Data visualization is the process of converting numerical data into visual representations such as charts, graphs, maps, or infographics. The goal is to help users quickly grasp information, detect trends, and make accurate decisions.

From charts, tables, graphs, maps to diagrams and infographics, each form has its own strengths. Some help in comparison, some illustrate relationships, and others emphasize trends or distributions. Choosing the right type of visualization not only helps in presenting data effectively but also shapes the user experience — from admin dashboards to health tracking applications or product reports.

For example, a line chart can show revenue growth over time, while a heatmap can indicate the areas where users interact the most on a website.

2. Why is Data Visualization Important in UX/UI Design?

The human brain processes images faster than text. Presenting data in visual form helps users understand information quickly and accurately.

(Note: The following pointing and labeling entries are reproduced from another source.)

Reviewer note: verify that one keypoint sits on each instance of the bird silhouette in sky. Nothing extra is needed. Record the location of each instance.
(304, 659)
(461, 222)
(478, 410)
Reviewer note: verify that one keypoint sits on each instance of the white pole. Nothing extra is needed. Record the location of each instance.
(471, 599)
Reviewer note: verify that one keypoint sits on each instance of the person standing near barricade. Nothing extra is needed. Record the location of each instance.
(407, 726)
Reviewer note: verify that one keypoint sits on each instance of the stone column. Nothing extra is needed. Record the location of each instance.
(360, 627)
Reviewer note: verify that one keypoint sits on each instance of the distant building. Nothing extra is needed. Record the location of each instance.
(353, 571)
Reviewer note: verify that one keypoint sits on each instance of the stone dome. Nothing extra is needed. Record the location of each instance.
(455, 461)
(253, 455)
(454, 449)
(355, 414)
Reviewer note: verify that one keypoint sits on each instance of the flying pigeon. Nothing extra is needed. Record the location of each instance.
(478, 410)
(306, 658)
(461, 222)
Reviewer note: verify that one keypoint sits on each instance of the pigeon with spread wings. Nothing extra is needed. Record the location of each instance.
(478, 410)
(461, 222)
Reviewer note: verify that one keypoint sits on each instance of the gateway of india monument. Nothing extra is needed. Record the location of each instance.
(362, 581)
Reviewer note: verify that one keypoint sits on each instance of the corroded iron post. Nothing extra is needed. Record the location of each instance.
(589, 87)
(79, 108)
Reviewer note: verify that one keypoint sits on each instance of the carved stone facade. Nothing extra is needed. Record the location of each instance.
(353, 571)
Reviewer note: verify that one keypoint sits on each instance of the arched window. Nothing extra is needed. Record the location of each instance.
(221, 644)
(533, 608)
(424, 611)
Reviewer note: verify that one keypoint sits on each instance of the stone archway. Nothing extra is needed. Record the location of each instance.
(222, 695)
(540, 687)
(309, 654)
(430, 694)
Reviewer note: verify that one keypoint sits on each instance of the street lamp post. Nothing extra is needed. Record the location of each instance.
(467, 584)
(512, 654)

In digital products, presenting all data to users is not enough. From the perspective of the viewer, the data needs to be strategically organized – guiding users to important insights and supporting decision-making. A timely chart, a well-designed dashboard can convey more than hundreds of lines of text and numbers – and that is the advantage of products that know how to tell stories with data. Data visualization is extremely important for the following reasons.

2.1 Helps Users Understand Information Faster

The human brain processes images faster than text. Presenting data in visual form helps users understand information quickly and accurately.

2.2 Improves User Experience

Data visualization makes it easier for users to recognize trends, relationships, and anomalies in data without needing to dive deep into analysis.

2.3 Supports Data-Driven Design Decisions

Heatmaps and funnel analyses help designers identify bottlenecks and optimize actual user flows.

2.4 Increases Persuasiveness When Presenting Solutions

Tools like heatmaps or user behavior analyses provide insights into how users interact with products, thereby helping designers optimize interfaces and user flows.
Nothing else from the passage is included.